Yale team improves the hole transfer material to achieve better stability and efficiency of perovskite solar cells

A team from Yale University has discovered a modification of perovskite that can increase the stability and efficiency of perovskite solar cells.

The team explained that light usually generates an exciton in most semiconductor materials, a state where an electron is bound to an electron hole via an electrostatic force. In order to produce usable electricity, the bound electron-hole pair has to be separated into a free electron and free electron hole. This is usually done by electron acceptors, which can overcome the binding energy holding the electron-hole pair together. However, since perovskite semiconductors possess exciton binding energies as low as 16 meV, they generally do not require the use of electron acceptors, which eases the process of generating electricity.

In order to properly operate, perovskite solar cells require the extraction of electrically charged particles, called charge carriers, to an external circuit. The electron and electron hole act as these charge carriers. Scientists typically use the hole transport layer to extract charge carriers from the solar cell's perovskite layer to its electrodes.
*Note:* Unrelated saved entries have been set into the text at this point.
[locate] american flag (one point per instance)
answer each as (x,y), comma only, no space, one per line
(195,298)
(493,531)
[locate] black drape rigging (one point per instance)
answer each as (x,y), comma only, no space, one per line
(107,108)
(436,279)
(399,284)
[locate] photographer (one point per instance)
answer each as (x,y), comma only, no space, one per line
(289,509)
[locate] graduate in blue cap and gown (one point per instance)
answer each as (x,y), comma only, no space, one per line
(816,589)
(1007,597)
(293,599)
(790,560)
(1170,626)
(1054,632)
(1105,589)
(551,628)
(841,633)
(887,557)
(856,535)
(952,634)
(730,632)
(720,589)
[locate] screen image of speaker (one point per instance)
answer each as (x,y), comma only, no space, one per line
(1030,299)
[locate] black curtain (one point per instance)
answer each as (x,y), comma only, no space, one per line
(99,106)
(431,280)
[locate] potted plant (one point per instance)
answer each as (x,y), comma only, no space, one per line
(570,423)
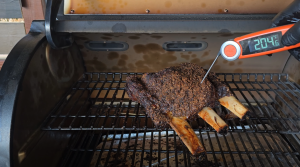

While PEDOT:PSS, a polymer mixture, has typically been used as a hole transport material, its low conductivity hampers the transfer of electric charge, according to the team.

The study found that coating PEDOT:PSS with dimethyl sulfoxide (DMSO), an organic solvent, can increase its conductivity by an order of two to three magnitudes, which in turn can improve its function as a hole transfer material. According to the study, DMSO was selected on the basis of its 'distinctive advantages,' such as a high boiling point, that enable the formation of strong dipole-charge interactions between the PEDOT:PSS and DMSO, which in turn enhances the mobility of the charge carriers.